Oysters have been harvested from the River Crouch for over two thousand years. Romans loved oysters, particularly the ones from the Essex creeks.
It is said the benefactor who first ate an oyster was a slave, who as punishment was forced by an early Roman emperor to eat a dozen or so. The look of ecstasy on the slave's face so intrigued the emperor he partook of that same punishment.
In the 1800's over 200 boats and 500 workers were working the river, which helped keep the perfect conditions for breeding the Native Oysters (Ostrea edulis). Over 20,000 Bushels were taken to London each season, as well as exported to France & Holland.
I leave the mooring and follow the footpath along the sea wall.
Shangri-La Caravan park and back up onto the seawall.
|100 yr old boat|
|Marsh Farm across the river at South Woodham Ferrers|
The Anchor Pub.
and The Smugglers Den (members only). Both overlook the river and have external drinking facilities.
The Smugglers Den, not knowing it was a members only club. But I got served a IPA and drank this by the water edge.

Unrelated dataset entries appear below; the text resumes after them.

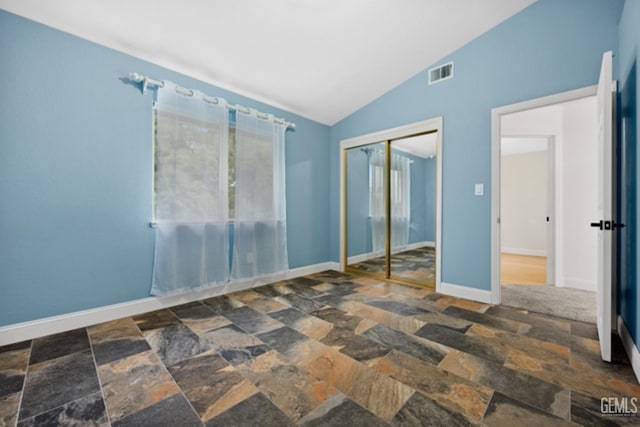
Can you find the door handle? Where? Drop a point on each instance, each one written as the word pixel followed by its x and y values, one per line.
pixel 606 225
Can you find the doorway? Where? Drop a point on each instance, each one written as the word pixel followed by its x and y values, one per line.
pixel 558 233
pixel 390 203
pixel 528 209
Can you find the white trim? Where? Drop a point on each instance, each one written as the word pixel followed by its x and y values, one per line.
pixel 480 295
pixel 436 124
pixel 632 349
pixel 371 255
pixel 523 251
pixel 577 283
pixel 65 322
pixel 496 115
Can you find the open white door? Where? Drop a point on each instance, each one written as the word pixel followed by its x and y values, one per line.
pixel 605 195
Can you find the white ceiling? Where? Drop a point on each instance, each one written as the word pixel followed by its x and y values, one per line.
pixel 321 59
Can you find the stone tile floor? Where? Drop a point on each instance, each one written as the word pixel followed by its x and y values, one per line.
pixel 324 350
pixel 415 264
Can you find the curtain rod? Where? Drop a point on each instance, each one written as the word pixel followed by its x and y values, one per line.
pixel 146 81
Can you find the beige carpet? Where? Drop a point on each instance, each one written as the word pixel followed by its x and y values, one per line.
pixel 568 303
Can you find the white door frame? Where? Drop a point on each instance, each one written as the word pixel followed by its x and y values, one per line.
pixel 496 115
pixel 552 213
pixel 434 124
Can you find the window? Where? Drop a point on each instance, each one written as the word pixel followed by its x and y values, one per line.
pixel 214 184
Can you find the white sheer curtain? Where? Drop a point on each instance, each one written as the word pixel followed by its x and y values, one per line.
pixel 377 199
pixel 259 230
pixel 191 192
pixel 400 200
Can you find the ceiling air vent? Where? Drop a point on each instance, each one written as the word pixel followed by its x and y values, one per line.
pixel 440 73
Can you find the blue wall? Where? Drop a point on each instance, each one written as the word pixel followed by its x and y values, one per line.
pixel 76 168
pixel 550 47
pixel 629 34
pixel 423 200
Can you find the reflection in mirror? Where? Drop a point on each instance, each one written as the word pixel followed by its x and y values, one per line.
pixel 412 203
pixel 365 208
pixel 413 208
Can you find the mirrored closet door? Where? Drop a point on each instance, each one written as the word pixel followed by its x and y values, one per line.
pixel 390 208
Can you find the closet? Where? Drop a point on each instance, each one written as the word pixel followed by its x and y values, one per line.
pixel 390 210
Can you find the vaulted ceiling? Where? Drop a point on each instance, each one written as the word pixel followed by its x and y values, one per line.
pixel 321 59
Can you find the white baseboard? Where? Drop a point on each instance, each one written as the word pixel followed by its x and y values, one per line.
pixel 51 325
pixel 480 295
pixel 630 346
pixel 520 251
pixel 576 283
pixel 366 257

Only found out when I got home its a members club .
I continue on my way following the path along the river.
I have never seen so many Little Egrets in one place as I have here.
|First sign of Autumn approaching|
The old timber bridge was replaced by an iron structure in 1856, but this was destroyed when it was struck by a large steam traction engine, and the present structure was erected in 1872.
Muggeridge Farm full of more antiques.
motorcycle museum was closed, this apparently opens on Sunday.
The Hawk PH for a Adnams Southwold Bitter before crossing the road to Battlebridge Station.